爆豪告白大作戦
夢小説設定
ご利用の端末、あるいはブラウザ設定では夢小説機能をご利用になることができません。
古いスマートフォン端末や、一部ブラウザのプライベートブラウジング機能をご利用の際は、機能に制限が掛かることがございます。
敵の去った十五分後、救急や消防が到着した。
生徒四十二名のうち敵のガスによって意識不明の重体が十五名、敵との交戦による意識不明が一名、重・軽傷者十一名。無傷で済んだのは十三名。そして、行方不明が一名。
完全敗北だった。
魚住は闇に消えた爆豪への悲痛な叫びの後に意識を失った。顔が真っ青になり、夏にも関わらず身体が冷え切っていた。
慣れない温度の調整を慎重にしながら左で彼女の身体を温め続けた。
駆けつけた救急隊に運ばれていく彼女には意識がないながらも涙が流れていた。
事件の翌々日、僕、緑谷出久はというと、あの後すぐ合宿所近くの病院に運ばれた。
二日間気絶と悶絶を繰り返し、高熱にうなされた。その間、リカバリーガールが来て治癒を施してくれたり、警察が訪ねてきたみたいだけど、何一つ覚えちゃいなかった。
同じ部屋に入院している奏ちゃんは特に外傷もないが、眠り続けていた。
クラスの皆がお見舞いにきてくれて、葉隠さんや耳郎さんがガスによってまだ意識が戻っていないこと、八百万さんも入院していることを教えてもらった。
二十一人だったクラスメイトの十五人。
――かっちゃんはいないから。
「僕は……手の届く場所にいた。必ず救けなきゃいけなかった……! 僕の個性は……その為の“個性”……なんだ」
奏ちゃんを押しのけてまで行ったのに、救けられなかった。絶対に、誰よりも救けたいと思っていたのは奏ちゃんだったのに。
「体……動かなかった……」
「じゃあ今度は救けよう」
切島くんと轟くんは八百万さんが敵に発信機を取り付けたということを聞いたそうだ。
八百万さんにその発信機の信号を受信するデバイスを作ってもらって、敵の本拠地に乗り込んでかっちゃんを救けに行こうと考えているらしい。

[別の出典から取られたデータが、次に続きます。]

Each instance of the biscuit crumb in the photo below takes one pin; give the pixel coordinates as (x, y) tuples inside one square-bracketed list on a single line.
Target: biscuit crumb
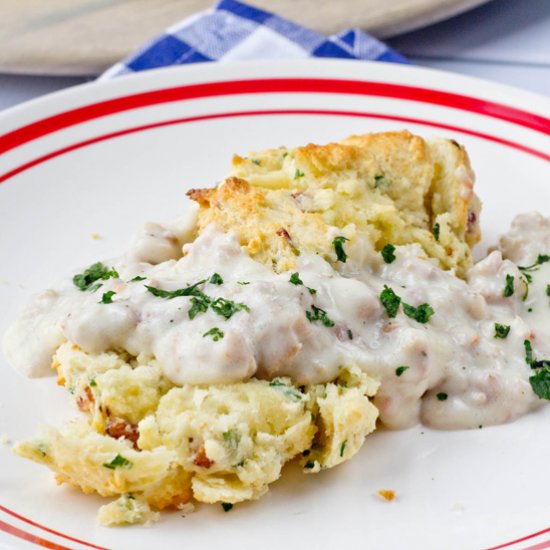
[(386, 494)]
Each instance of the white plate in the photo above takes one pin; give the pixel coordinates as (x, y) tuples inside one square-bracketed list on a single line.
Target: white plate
[(103, 158)]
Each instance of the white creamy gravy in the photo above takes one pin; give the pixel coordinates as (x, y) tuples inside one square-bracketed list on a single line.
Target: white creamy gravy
[(459, 375)]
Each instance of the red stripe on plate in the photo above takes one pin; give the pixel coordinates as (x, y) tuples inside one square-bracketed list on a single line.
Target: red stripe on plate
[(44, 528), (86, 113), (154, 125), (522, 539), (31, 538)]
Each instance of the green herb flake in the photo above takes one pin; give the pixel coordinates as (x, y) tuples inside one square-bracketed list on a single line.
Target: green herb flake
[(215, 332), (107, 297), (318, 314), (338, 244), (232, 438), (501, 331), (288, 391), (421, 314), (509, 287), (436, 230), (96, 272), (343, 447), (199, 304), (118, 462), (191, 290), (388, 253), (227, 308), (390, 300), (216, 279)]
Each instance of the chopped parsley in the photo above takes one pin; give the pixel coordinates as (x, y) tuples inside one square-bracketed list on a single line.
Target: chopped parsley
[(199, 304), (422, 313), (390, 300), (436, 231), (338, 244), (96, 272), (191, 290), (388, 253), (215, 332), (107, 297), (501, 331), (232, 438), (343, 447), (118, 462), (291, 393), (540, 381), (226, 308), (509, 287), (216, 279), (318, 314)]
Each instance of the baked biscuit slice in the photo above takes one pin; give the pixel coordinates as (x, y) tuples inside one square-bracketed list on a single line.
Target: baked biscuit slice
[(386, 188)]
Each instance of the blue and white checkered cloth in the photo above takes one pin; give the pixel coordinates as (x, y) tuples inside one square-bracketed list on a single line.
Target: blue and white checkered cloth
[(233, 31)]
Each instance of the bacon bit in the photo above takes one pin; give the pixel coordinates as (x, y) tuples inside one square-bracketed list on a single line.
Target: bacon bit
[(84, 403), (117, 428), (282, 232), (387, 494), (201, 460)]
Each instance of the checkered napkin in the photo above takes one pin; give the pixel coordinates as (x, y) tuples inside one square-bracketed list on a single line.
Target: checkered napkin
[(232, 31)]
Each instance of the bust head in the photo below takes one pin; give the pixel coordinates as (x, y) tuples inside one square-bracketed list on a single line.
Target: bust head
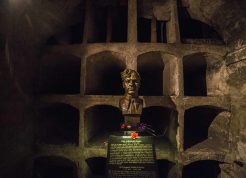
[(131, 82)]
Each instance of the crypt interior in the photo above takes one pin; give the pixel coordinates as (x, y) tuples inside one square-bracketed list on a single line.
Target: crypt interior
[(60, 65)]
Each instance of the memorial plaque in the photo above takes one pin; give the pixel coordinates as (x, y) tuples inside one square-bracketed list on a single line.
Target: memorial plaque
[(131, 158)]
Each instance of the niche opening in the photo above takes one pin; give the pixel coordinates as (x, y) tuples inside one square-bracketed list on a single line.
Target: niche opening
[(58, 124), (162, 120), (103, 74), (100, 121), (59, 74), (197, 122), (194, 31), (194, 70), (150, 67), (104, 23)]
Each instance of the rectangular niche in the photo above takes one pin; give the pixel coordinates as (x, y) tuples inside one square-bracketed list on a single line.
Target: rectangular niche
[(58, 74), (159, 74), (107, 21), (164, 123), (70, 35), (151, 21), (195, 31), (150, 67), (205, 126), (100, 122), (58, 124), (103, 73), (194, 71)]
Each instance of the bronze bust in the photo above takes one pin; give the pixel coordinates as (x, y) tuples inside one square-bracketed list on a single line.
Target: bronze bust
[(131, 105)]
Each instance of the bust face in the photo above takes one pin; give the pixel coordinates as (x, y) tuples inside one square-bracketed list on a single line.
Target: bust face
[(131, 84)]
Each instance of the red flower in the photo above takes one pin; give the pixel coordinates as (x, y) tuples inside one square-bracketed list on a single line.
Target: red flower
[(134, 135), (122, 126)]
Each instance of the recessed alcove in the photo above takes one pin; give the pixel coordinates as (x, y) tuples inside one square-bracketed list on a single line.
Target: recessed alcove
[(70, 35), (54, 167), (58, 124), (161, 31), (58, 74), (100, 121), (150, 67), (164, 166), (144, 29), (198, 123), (163, 121), (103, 74), (104, 21), (202, 169), (192, 30), (194, 70), (97, 166)]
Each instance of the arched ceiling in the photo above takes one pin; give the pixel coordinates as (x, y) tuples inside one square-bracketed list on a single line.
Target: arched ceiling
[(35, 21)]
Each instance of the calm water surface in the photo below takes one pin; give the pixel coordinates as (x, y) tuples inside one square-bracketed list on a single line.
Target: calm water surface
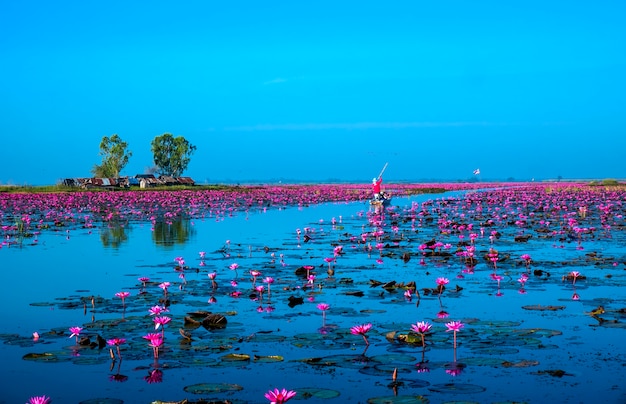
[(69, 266)]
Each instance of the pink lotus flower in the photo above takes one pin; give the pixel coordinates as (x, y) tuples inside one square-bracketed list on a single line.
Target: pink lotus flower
[(161, 321), (155, 341), (39, 400), (157, 310), (123, 296), (75, 332), (164, 286), (117, 342), (454, 326), (279, 396), (269, 280), (323, 306), (361, 330), (154, 376), (441, 282), (422, 328), (233, 267)]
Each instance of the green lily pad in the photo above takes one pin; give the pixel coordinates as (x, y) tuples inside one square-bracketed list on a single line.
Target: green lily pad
[(268, 358), (102, 401), (235, 357), (398, 400), (208, 388), (305, 393), (458, 388)]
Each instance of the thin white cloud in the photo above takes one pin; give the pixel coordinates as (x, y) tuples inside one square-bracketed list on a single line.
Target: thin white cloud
[(358, 126)]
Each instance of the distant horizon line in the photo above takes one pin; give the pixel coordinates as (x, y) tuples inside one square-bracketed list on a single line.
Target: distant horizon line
[(228, 181)]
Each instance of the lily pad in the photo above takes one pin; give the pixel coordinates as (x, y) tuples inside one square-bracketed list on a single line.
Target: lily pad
[(208, 388), (236, 357), (457, 388), (305, 393), (398, 400)]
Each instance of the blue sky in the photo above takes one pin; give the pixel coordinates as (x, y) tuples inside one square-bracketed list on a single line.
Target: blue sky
[(312, 91)]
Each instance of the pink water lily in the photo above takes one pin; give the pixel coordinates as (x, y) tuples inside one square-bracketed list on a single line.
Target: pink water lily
[(454, 326), (279, 396), (123, 296), (75, 332), (40, 400), (160, 322), (155, 341), (362, 330), (117, 342)]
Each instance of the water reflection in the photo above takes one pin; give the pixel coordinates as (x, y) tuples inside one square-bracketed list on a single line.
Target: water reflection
[(171, 232), (113, 234)]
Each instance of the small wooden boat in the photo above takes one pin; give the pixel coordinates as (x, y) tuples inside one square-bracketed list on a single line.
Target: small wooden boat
[(384, 201)]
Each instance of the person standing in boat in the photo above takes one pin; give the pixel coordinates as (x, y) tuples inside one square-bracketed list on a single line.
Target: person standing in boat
[(376, 185)]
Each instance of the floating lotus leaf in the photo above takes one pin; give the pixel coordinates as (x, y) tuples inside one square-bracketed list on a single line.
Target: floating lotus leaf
[(93, 360), (18, 340), (459, 388), (207, 388), (305, 393), (394, 358), (493, 350), (267, 338), (520, 364), (398, 400), (542, 332), (268, 358), (385, 370), (195, 360), (483, 361), (543, 308), (235, 357), (48, 357)]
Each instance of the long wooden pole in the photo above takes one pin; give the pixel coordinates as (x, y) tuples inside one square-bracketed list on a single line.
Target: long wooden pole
[(384, 168)]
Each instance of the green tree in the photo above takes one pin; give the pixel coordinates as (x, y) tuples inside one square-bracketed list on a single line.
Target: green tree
[(115, 156), (171, 154)]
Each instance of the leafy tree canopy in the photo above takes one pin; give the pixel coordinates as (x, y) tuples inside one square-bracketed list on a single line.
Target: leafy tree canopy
[(115, 156), (171, 154)]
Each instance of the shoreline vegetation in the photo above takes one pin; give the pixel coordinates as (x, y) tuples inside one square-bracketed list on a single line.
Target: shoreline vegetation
[(423, 187)]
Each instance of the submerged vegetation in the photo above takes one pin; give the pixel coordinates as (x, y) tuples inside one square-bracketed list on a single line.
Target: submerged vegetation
[(465, 294)]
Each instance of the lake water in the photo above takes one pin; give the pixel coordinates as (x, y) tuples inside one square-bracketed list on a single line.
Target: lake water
[(510, 349)]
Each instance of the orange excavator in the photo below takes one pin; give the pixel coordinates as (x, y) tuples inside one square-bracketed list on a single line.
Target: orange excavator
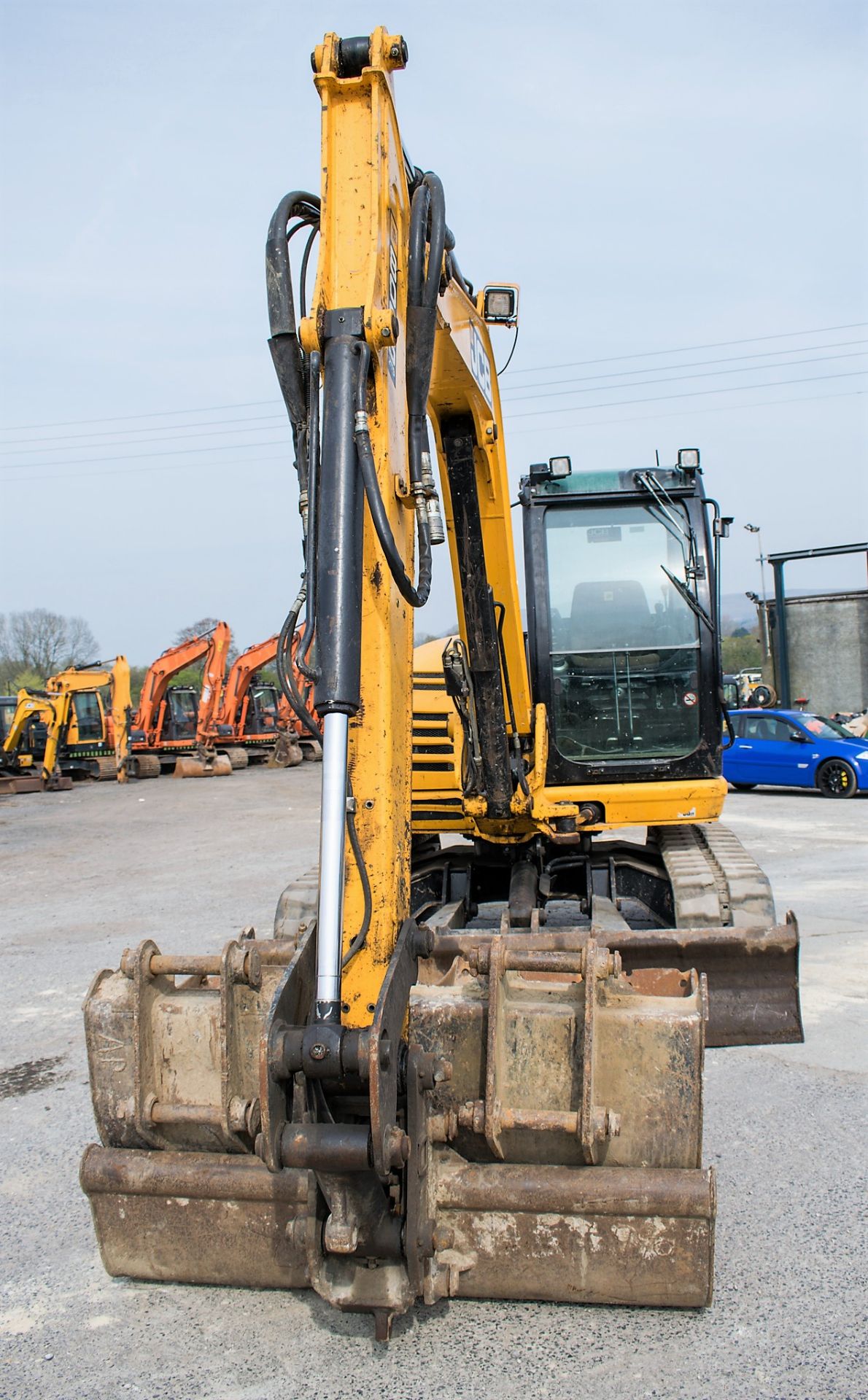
[(251, 723), (174, 727)]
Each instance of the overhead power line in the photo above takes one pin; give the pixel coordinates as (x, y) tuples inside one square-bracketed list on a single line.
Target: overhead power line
[(689, 413), (179, 432), (713, 345), (677, 378), (691, 394), (257, 403), (592, 423), (696, 365)]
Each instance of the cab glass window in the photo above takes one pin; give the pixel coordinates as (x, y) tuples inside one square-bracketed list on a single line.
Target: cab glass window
[(88, 718), (624, 643)]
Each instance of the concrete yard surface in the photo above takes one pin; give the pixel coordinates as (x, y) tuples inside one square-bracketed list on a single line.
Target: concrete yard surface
[(88, 873)]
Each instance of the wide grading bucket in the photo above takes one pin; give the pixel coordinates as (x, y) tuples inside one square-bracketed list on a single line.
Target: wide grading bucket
[(554, 1123)]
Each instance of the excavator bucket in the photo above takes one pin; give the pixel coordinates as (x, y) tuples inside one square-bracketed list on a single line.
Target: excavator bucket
[(198, 766), (286, 752)]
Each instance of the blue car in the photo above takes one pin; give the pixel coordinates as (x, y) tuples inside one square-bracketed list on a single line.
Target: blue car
[(793, 750)]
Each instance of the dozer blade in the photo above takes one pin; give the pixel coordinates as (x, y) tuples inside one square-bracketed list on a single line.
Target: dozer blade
[(187, 766), (538, 1161), (286, 752)]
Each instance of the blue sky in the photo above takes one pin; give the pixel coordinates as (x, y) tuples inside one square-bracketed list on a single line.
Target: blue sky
[(659, 178)]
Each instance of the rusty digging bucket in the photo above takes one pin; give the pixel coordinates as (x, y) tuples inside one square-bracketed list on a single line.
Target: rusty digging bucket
[(286, 752), (202, 766), (559, 1159)]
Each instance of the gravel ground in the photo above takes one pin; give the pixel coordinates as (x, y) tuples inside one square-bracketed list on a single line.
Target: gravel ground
[(88, 873)]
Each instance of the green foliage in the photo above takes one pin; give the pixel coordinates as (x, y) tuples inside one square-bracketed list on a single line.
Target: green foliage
[(26, 680)]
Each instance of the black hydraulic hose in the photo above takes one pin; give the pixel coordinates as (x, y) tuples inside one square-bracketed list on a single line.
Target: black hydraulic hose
[(303, 275), (416, 596), (310, 543), (279, 276), (359, 941), (284, 672)]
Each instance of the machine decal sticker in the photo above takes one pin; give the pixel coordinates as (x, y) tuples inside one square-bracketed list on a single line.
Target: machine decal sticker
[(479, 365), (392, 351)]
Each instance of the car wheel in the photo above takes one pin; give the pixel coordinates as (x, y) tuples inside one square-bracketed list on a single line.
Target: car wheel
[(836, 779)]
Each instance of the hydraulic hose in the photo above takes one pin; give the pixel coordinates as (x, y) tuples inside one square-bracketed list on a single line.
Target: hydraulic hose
[(416, 596), (284, 672), (284, 348), (427, 230)]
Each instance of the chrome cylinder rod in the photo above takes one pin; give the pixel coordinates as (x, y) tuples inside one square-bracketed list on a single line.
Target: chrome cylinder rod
[(332, 835)]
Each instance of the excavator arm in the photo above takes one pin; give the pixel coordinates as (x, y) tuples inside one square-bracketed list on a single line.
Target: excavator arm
[(213, 646), (239, 682), (451, 1098)]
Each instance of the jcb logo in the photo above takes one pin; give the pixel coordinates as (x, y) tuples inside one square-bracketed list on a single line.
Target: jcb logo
[(391, 351), (481, 368)]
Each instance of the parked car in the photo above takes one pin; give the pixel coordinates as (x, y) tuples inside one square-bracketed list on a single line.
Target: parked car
[(787, 748)]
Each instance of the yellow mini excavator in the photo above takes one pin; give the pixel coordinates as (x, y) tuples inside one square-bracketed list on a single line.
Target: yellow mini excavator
[(82, 738), (470, 1065)]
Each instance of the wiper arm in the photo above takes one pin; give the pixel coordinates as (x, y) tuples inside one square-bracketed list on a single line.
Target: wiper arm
[(692, 602), (671, 518)]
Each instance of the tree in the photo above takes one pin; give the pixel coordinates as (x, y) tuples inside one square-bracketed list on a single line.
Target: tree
[(42, 643), (198, 629), (741, 651)]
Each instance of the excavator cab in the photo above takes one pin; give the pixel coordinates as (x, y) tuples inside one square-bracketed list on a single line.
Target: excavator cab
[(87, 720), (460, 1068), (182, 712), (262, 710), (622, 626)]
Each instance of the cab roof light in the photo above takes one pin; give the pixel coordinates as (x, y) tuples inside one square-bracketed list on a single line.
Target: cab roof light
[(688, 458), (500, 306)]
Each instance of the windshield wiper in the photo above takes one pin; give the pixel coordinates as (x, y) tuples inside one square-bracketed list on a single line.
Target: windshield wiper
[(673, 521), (692, 602)]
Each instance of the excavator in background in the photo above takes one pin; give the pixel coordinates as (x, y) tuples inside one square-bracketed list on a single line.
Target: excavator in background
[(76, 736), (174, 726), (470, 1066), (309, 731), (24, 724), (252, 724)]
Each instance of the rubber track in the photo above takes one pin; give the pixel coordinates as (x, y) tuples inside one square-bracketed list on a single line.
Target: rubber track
[(716, 884)]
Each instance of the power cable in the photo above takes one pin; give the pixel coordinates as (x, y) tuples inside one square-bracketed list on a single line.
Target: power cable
[(713, 345), (678, 378), (178, 433), (694, 413), (257, 403), (636, 418), (696, 365), (692, 394)]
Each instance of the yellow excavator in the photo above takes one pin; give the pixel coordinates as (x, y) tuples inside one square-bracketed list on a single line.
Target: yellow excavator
[(470, 1065), (82, 736)]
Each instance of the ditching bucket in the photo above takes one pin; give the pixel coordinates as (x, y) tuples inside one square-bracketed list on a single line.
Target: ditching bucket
[(195, 766)]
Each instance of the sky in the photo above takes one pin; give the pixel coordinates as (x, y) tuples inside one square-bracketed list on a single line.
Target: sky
[(678, 188)]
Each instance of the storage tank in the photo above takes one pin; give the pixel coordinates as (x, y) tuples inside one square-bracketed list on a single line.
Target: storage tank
[(828, 648)]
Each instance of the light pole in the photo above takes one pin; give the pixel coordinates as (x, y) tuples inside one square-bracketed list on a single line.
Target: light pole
[(755, 529)]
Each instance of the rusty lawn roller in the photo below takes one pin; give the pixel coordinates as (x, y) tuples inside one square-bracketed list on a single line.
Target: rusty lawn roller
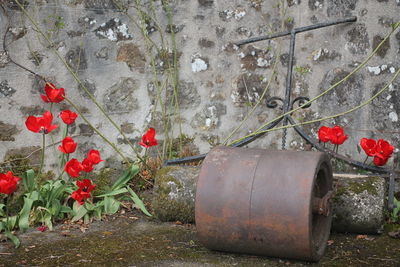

「オールマイトの仰る通りだ。プロに任せるべき案件だ! 生徒の出ていい舞台ではないんだ馬鹿者‼」
「んなもんわかってるよ‼ でもさァ! 何っもできなかったんだ‼ ダチが狙われてるって聞いてさァ‼ なんっっもできなかった‼ しなかった‼ ここで動けなきゃ俺ァヒーローでも男でもなくなっちまうんだよ」
「切島、落ち着けよ。こだわりは良いけどよ今回は……」
「飯田ちゃんが正しいわ」
「飯田が皆が正しいよ、でも‼ なァ緑谷! まだ手は届くんだよ‼」
かっちゃんを救けに行ける道が示された。
「お話し中失礼するぞ」
コンコンと軽い音を立てて病室の扉が叩かれた。
「雪斗、お兄さん……」
「出久は容体落ち着いたか。あークラスの皆は初めましてだな。奏の兄の雪斗です。いつも妹から皆の話聞いてるよ」
オフの姿の雪斗お兄さんが立っていた。
「あの、魚住の容体は……」
「……気を失ったのは、貧血が原因だ。出久の腕治すのに血液使ったんだろ?」
「うん……僕は奏ちゃんのおかげでリカバリーガールの治癒も効きやすかったって。ありがとうございます」
「そりゃ奏に言え。貧血で体温も下がってたけど、轟くんのおかげで身体に支障は出ないらしい。ありがとうな。――ただ、精神的なショックで心に鍵を掛けちまった。だから身体が回復しても眠り続けてる」
精神的なショック……
「それは……」
「悔しいが、奏にとって勝己は唯一だ。目の前でいなくなられたらそりゃあショックだわな」
「目が覚めることは……」
「ちょっとしたことで起きる可能性もあるさ。まあ、確実なのは勝己がいることなんだろうな」
「……」
雪斗お兄さんの言葉にクラスの皆が口を閉ざす。誰もが一番にかっちゃんを想う奏ちゃんの姿を思い浮かべる。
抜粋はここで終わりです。